Невольный легкий озноб охватил вдруг ее, и Тамара поняла, что несколько минут тому назад она поддержала Настин почин вовсе не ради красного словца.
«Заведу и я малыша! – решила Тамара. – Коля будет на седьмом небе. Что тут такого? Я же на полгода моложе Насти…»

ГЛАВА ПЯТАЯ
I
Когда Марк Червяга добрался до Ленинграда, он еще раз сменил документы. Теперь он был инженером-техником Астраханского рыбокомбината и прибыл в Ленинград по заданию предприятия в институт холодильной промышленности изучать новшества в изготовлении рыбных деликатесов.

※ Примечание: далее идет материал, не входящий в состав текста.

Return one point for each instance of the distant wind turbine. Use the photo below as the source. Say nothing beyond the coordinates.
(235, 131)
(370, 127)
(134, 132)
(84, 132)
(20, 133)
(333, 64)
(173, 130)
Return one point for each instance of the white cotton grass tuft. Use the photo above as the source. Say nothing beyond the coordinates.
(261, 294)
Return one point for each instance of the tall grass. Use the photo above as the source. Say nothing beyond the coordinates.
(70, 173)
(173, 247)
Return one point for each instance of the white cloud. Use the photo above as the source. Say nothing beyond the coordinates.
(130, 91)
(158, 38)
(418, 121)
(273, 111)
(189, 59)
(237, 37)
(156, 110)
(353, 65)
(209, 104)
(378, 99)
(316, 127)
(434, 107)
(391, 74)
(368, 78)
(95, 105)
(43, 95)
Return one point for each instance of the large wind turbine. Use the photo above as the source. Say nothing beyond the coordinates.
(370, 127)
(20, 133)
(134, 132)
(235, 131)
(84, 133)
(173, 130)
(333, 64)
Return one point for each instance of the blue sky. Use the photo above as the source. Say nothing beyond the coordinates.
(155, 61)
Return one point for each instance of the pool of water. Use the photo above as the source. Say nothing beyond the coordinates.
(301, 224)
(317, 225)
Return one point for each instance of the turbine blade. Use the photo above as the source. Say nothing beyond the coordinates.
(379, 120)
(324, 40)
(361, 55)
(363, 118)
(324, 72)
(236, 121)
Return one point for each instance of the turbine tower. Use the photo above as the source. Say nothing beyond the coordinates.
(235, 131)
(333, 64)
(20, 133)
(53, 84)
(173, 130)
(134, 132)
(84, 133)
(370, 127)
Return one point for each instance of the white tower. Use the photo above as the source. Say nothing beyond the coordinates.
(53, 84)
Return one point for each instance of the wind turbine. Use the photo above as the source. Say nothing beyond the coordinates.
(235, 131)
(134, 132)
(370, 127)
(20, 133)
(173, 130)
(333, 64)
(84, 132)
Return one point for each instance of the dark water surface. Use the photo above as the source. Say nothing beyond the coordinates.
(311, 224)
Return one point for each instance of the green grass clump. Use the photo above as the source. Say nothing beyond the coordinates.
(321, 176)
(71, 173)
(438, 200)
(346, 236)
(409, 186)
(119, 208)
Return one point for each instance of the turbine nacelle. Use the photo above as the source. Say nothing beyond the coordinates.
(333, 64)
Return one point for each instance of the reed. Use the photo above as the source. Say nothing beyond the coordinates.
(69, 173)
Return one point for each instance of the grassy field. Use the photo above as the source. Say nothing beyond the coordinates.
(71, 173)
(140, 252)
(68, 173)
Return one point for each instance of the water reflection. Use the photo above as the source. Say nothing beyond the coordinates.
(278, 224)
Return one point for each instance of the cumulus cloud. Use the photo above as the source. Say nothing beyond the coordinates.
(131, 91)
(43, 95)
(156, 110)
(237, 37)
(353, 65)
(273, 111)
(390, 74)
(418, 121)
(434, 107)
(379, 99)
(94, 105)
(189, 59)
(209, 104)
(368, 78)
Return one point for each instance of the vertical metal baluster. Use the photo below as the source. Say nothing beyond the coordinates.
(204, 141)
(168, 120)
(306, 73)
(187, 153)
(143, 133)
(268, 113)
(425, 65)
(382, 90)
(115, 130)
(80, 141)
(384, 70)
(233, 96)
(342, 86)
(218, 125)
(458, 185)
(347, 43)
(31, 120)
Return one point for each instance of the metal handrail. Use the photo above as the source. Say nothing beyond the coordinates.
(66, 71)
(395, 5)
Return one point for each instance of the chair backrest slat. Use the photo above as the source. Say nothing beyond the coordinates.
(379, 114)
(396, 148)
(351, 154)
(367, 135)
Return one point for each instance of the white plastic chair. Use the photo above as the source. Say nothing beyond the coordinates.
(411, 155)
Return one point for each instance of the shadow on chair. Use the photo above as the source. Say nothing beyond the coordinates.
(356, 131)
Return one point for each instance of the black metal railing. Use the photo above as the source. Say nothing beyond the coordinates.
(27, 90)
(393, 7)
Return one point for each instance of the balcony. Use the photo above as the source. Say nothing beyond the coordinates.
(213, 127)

Надо сказать, что ни одна из легенд, разработанных для Червяги в резидентуре, не была липовой. Если Докер выдавал себя за специалиста в какой-то области, то хоть что-то из этой области ему обязательно было известно. Так и в этом случае. В Одессе Марку доводилось работать по рыбной части и в технологии переработки рыбы он разбирался вполне достаточно.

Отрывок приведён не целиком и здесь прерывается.